Sunday, May 2, 2021

The Cascading Exponential Trend Failures of Real GDP Growth

The headlines are dominated by talk of robust GDP growth during the recovery. Thought it might be a good time to offset that with a few charts of real GDP reality.

Here is a short-term chart of the natural log of real GDP. When using logarithms, constant exponential growth is seen as a straight line.


Note that, thanks to the virus, we failed to stay in the green channel. We're currently throwing everything at real GDP, including the kitchen sink, just in an attempt to get back to where we were. Also note that real GDP growth was weakening before the virus even hit. The Fed raised rates in 2017 and 2018. In 2019, the Fed was forced to backtrack on that plan. In hindsight, a rate of 2.4% was too draconian. The Fed ended the year at only 1.6%. And then, the virus hit.

So, in the short-term, we're definitely attempting to claw our way back to that green trend channel. But what about long-term?


The red channel is where we once were. That ship has sailed. No hope of ever getting back to it, especially now that we have a Covid baby bust. That exponential trend failed spectacularly, leaving us with a new green channel. The green channel then failed too. Cascading exponential trend failures. That's where we are now.

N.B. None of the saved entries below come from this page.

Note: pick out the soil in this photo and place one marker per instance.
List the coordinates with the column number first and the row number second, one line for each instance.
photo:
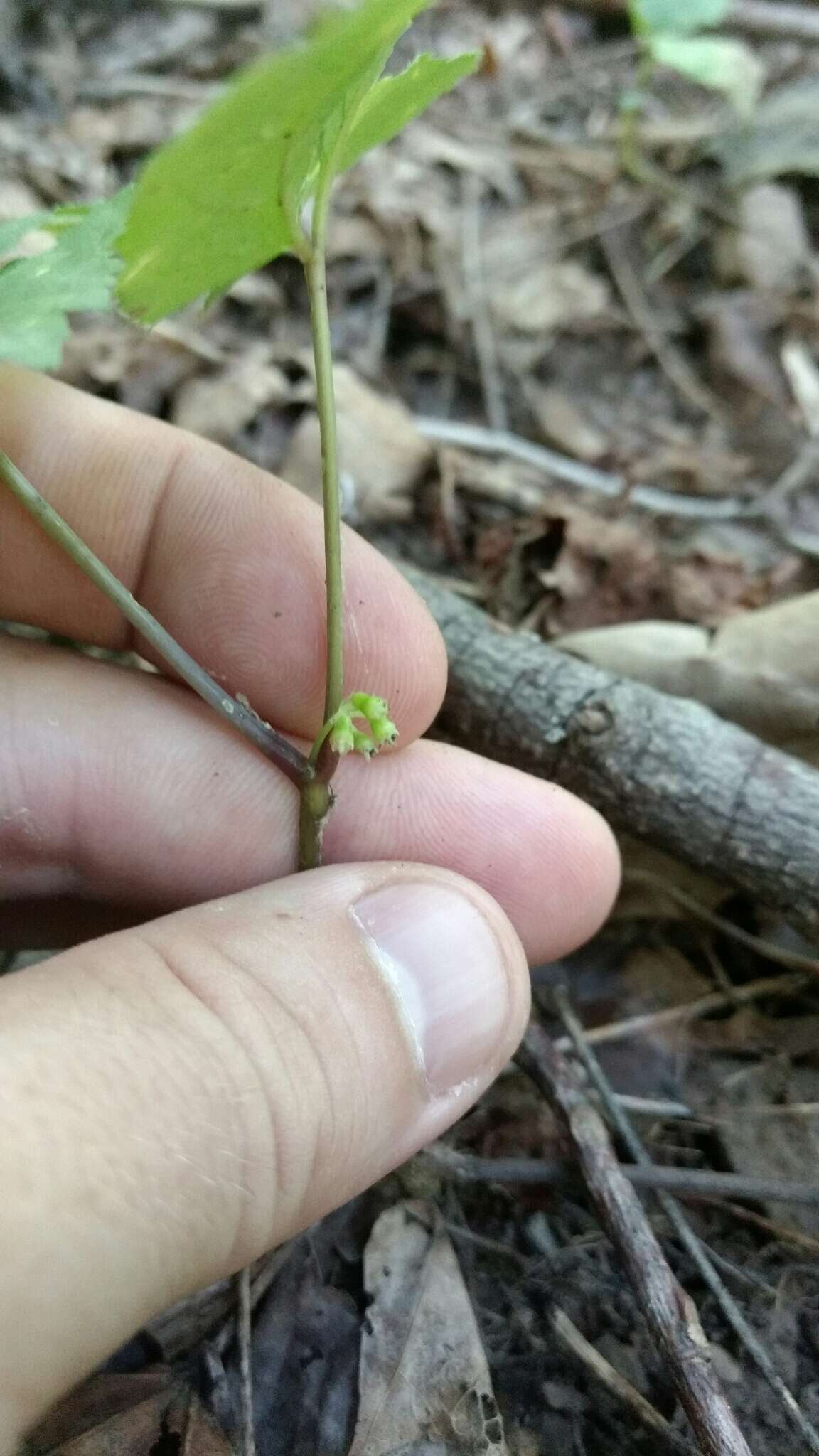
column 498, row 267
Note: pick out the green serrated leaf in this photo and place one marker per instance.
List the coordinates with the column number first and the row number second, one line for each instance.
column 19, row 228
column 677, row 16
column 77, row 273
column 226, row 197
column 724, row 66
column 784, row 137
column 397, row 100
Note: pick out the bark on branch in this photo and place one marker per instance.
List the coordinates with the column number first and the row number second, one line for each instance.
column 660, row 768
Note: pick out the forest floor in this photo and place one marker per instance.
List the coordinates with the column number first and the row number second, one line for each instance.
column 498, row 273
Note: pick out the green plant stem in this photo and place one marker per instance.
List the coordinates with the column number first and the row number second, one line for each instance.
column 274, row 747
column 316, row 796
column 326, row 404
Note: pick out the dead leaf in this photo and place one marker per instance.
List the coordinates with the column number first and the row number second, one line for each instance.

Here's the good news. We're all in this perma-ZIRP handbasket together and some of us strongly suspect where we are headed. Brush up on your Japanese and enjoy the ride! We might not like the ultimate destination all that much, but the path to get there is filled with easy money. And when I say easy money, I'm not expecting retired savers patiently waiting for interest rates to "normalize" to someday make out like bandits. This isn't a Hollywood movie. If anything, it's more like Gilligan's Island. Being stuck at zero is normal. Interest rates have been exponentially decaying for 40 years. It's just more of the same.

4 comments:

Who Struck John said...

You can curse the results of demographic change all you like, but you cannot stem the tide.

But cheer up: our boomers had children. We are going Japanese much more slowly than any developed countries except the French and Kiwis.

Stagflationary Mark said...

Speaking of curses and tides:

That time Americans demanded the Coast Guard rescue the cast of Gilligan’s Island

One day in 1964, TV producer Sherwood Schwartz received a strange message – from the U.S. Coast Guard. And that wasn’t the only message. Schwartz received a series of telegram forwards from the Coast Guard. He had just launched a new show on CBS about seven castaways stranded on a desert island…and Americans were demanding that the Coast Guard mount a rescue.

When the Fed announces a continuation of ZIRP to rescue the economy, I would prefer a theme song and laugh track.

So this is the tale of our castaways,
they're here for a long, long time.
They'll have to make the best of things,
it's an uphill climb.

Mr Slippery said...

Great Gilligan cover song.

Longer term, real GDP seems to be completing an arc with a maximum around 2050. Followed most likely by a gentle decline, though a shrinking real economy is never pleasant. The nominal numbers can keep going up, but you'll only get 14 sheets in your Costco paper towel roll (same great price!).

Worst case scenario is the flip side of human population growth vs oil. Alternative energy sources should dampen that blow.

Anonymous said...

What makes you say 2050? According to EROEI theory, were it not for efficiency improvements in the US, decline began once oil production peaked. But now that global oil production has peaked, all countries' economies are now going downhill.